Re: [BUG REPORT] ktime_get_ts64 causes Hard Lockup

From: Jeff Merkey
Date: Wed Jan 20 2016 - 11:40:16 EST


On 1/20/16, Thomas Gleixner <tglx@xxxxxxxxxxxxx> wrote:
> Jeff,
>
> On Wed, 20 Jan 2016, Thomas Gleixner wrote:
>> On Tue, 19 Jan 2016, Jeff Merkey wrote:
>> > Nasty bug but trivial fix for this.
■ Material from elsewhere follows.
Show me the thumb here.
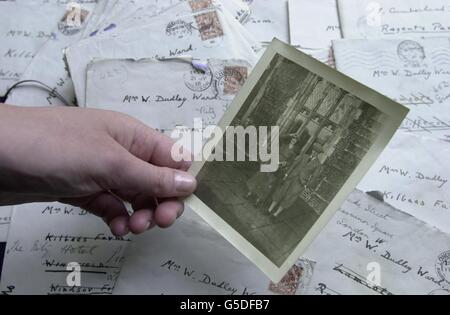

What happens here is RAX (nsecs)
>> > gets set to a huge value (RAX = 0x17AE7F57C671EA7D) and passed through
>>
>> And how exactly does that happen?
>>
>> 0x17AE7F57C671EA7D = 1.70644e+18 nsec
>> = 1.70644e+09 sec
>> = 2.84407e+07 min
>> = 474011 hrs
>> = 19750.5 days
>> = 54.1109 years
>>
>> That's the real issue, not what you are trying to 'fix' in
>> timespec_add_ns()
>
> And that's caused by stopping the whole machine for 20 minutes. It violates
> the assumption of the timekeeping core, that the maximum time which is
> between
> two updates of the core is < 5-10min. So that insane large number is caused
> by a
> mult overrun when converting the time delta to nanoseconds.
>
> You can find that limit via:
>
> # dmesg | grep tsc | grep max_idle_ns
> [ 5.242683] clocksource tsc: mask: 0xffffffffffffffff max_cycles:
> 0x21139a22526, max_idle_ns: 440795252169 ns
>
> So on that machine the limit is:
>
> 440795252169 nsec
> 440.795 sec
> 7.34659 min
>
> And before you ask or come up with patches: No, we are not going to add
> anything to the core timekeeping code to work around this limitation simply
> because its going to add overhead to a performance sensitive code path for
> a
> very limited value.

Given how fragile that code appears to be, this is reasonable.

>
> Keeping a machine stopped for 20 minutes will make a lot of other things
> unhappy, so introducing a 'fix' for that particular issue is just silly.
>

You know what's needed here is some form of touch function to keep this
system updated while spinning in the debugger. That would solve it.
I can maintain
a fix for that locally. I debugged the soft hang in systemd last
night, and I discovered
that its all related to this function returning bogus time (systemd
was doing a system call that eventually made its way to ktime_get_ts64
and got returned garbage). When this wraps it causes all sorts of
bad stuff.

Do you have any suggestions on how a touch function could be coded to keep this
subsystem updated while the debugger is active? There are already a
few of them I
have to call as well as kgdb and kdb to get around some of this.

void mdb_watchdogs(void)
{
touch_softlockup_watchdog_sync();
clocksource_touch_watchdog();

#if defined(CONFIG_TREE_RCU)
rcu_cpu_stall_reset();
#endif

touch_nmi_watchdog();
#ifdef CONFIG_HARDLOCKUP_DETECTOR
touch_hardlockup_watchdog();
#endif
return;
}

As you can see, there are already quite a few subsystems that manage
this problem of
debuggers holding the system in stasis.

Jeff

> Thanks,
>
> tglx
>

Well, that explains it.